No one has to remind US Department of Transportation (DOT) officials of the department’s mission … “to develop and coordinate policies that will provide an efficient and economical national transportation system, with due regard for need, the environment, and the national defense.”
One must, however, evaluate the various actions of the department within the context of that mission. EVERY action.
The federal government’s description of the department underscores the importance of those actions. DOT … “is the PRIMARY agency in the federal government with the responsibility for shaping and administering policies and programs to protect and enhance the safety, adequacy, and efficiency of the transportation system and services.”
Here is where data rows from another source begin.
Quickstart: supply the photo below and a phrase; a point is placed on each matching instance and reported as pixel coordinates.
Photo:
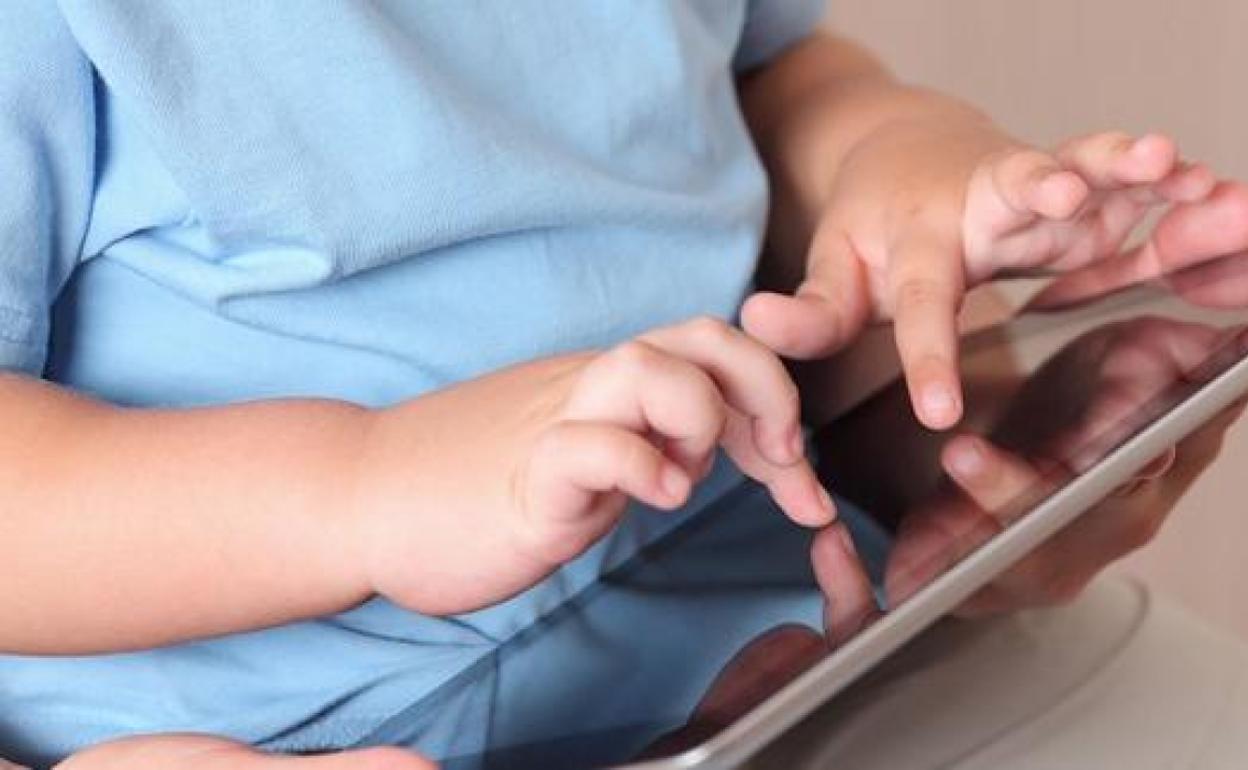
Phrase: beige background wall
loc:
(1053, 68)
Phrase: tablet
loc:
(710, 643)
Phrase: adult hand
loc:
(1078, 407)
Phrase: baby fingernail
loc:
(848, 540)
(826, 501)
(796, 443)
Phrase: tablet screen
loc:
(719, 615)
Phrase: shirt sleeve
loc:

PRIMARY: When it comes to regulating interstate transportation, then, the DOT is the go-to. Simple enough.
CNA Corporation’s report, National Security and the Accelerating Risks of Climate Change may serve as a sort of locus for an examination of “due regard for national defense DOT” that must be undertaken by DOT.
The report, prepared under the direction of 11 retired generals and admirals as CNA’s Military Advisory Board, “asserts that developments in scientific climate projections, observed climate changes, impacts of extreme weather events and changes in the global security environment have accelerated the national security implications of climate change.”
However, the lack of action by both the US and the international community to tackle climate change remains a pressing concern. Follow this link for more information.
Now let us take a look at tar sands oil (bitumen) specifically regarding climate change. If we simply consider the conclusion of professor James Hansen and others (follow this link): we see that exploitation of tar sands oil will push us over the edge, making the Earth uninhabitable. We are ALREADY in trouble.
“Canada’s tar sands are the third biggest oil reserve in the world, but separating the oil from the rock is energy intensive and causes three to four times more carbon emissions per barrel than conventional oil.” Hansen argues that it would be “game over” for the climate if tar sands were fully exploited, given that existing conventional oil and gas is certain to be burned.” (from the above referenced article in The Guardian.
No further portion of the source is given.